1. ## 2 Probability question

hello everyone

i am having problem with 2 question :
1) say i don't know the letters a-z and i need to create the word
" Probability" from the letters "P-r-o-b-a-b-i-l-i-t-y " . ( i have exactly 11 places )

2) i have 4 kids with different names but i don't know the names of either of them. what is the prob that i wont call either of them in the right name?

mormor83

2. ## Permutations with repeated items; derangements

Hello mormor83

Welcome to Math Help Forum!
Originally Posted by mormor83
hello everyone

i am having problem with 2 question :
1) say i don't know the letters a-z and i need to create the word
" Probability" from the letters "P-r-o-b-a-b-i-l-i-t-y " . ( i have exactly 11 places )

2) i have 4 kids with different names but i don't know the names of either of them. what is the prob that i wont call either of them in the right name?

mormor83
1) I think the question means: The letters "p-r-o-b-a-b-i-l-i-t-y" are arranged in a random order. What is the probability that they spell the word "probability"?

If this is what the question means, then you need to know the number of permutations (arrangements) of $\displaystyle 11$ items that contain $\displaystyle 2$ items repeated of the first kind ('b') and $\displaystyle 2$ items repeated of the second kind ('i').

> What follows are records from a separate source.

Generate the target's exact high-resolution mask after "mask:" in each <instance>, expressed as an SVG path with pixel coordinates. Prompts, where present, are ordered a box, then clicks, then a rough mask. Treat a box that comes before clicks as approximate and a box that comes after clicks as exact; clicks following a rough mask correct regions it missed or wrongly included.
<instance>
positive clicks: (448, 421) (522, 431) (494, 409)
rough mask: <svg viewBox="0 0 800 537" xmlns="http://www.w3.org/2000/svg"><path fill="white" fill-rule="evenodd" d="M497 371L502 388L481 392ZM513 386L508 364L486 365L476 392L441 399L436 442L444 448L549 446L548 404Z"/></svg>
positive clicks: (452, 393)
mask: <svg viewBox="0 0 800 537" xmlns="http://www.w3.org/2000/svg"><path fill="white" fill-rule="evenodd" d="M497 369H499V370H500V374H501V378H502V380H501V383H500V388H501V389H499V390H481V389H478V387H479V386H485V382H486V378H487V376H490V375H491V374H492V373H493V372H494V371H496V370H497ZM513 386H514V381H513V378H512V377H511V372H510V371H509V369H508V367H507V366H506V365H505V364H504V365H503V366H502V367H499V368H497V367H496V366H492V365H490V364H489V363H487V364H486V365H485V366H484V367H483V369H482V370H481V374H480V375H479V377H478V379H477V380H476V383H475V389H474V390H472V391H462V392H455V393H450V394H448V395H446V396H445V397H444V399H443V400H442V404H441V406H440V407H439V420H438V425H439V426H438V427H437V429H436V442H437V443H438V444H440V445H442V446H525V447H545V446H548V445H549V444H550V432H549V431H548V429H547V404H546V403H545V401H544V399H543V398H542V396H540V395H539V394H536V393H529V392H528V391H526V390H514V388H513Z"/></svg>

This is
$\displaystyle \frac{11!}{2!2!}$

Since just one of these arrangements is the correct one, the probability that this arrangement occurs at random is
$\displaystyle \frac{2!2!}{11!}$
2) Again, if I may re-word the question: the names of 4 children are randomly selected by each child. What is the probability that none of the children selects their own name?

Such a selection - where no item is chosen in its 'natural' place - is called a derangement. With $\displaystyle 4$ items, there are $\displaystyle 9$ derangements. (See, for example, just here.)

It doesn't take long to list all the possibilities with 4 items, but if you want the formula for $\displaystyle d_n$, the number of derangements of $\displaystyle n$ items, it is in the form of a recurrence relation:
$\displaystyle d_n=nd_{n-1}+(-1)^n, n\ge 1,$ with $\displaystyle d_0$ defined as $\displaystyle d_0=1$
You'll see that this gives:
$\displaystyle d_1=0$
$\displaystyle d_2=1$
$\displaystyle d_3=2$
$\displaystyle d_4=9$
$\displaystyle d_5=44$
and so on.

Since the number of arrangements of $\displaystyle 4$ items is $\displaystyle 4!\,(=24)$, the probability that one chosen at random is a derangement is clearly $\displaystyle \frac{9}{24}=\frac38$

thanks for the replay.I appreciate it.

1) got it .thank u
2) i have a little problem with the re-write:
if i have 4 kids. each one has its own name. but i know the name of all 4 but i don't know whose name belong to who.
the question is: if i call them what is the prob that i will miss every one of them ( be wrong every time x4 )

4. Hello mormor83
Originally Posted by mormor83
...2) i have a little problem with the re-write:
if i have 4 kids. each one has its own name. but i know the name of all 4 but i don't know whose name belong to who.
the question is: if i call them what is the prob that i will miss every one of them ( be wrong every time x4 )
Isn't that what I said? The four names are the correct names of the children, but none of them is allocated to the right child.

For instance, if the children are A, B, C and D, one possible order could be B, C, D, A; another could be B, A, D, C. None of the letters is in its 'natural' place. That's a derangement.

so that will give 9/27 possibles ways.

thank u very much for the replay.

mormor83

6. Hello mormor83
Originally Posted by mormor83
You mean $\displaystyle \frac{9}{24}$.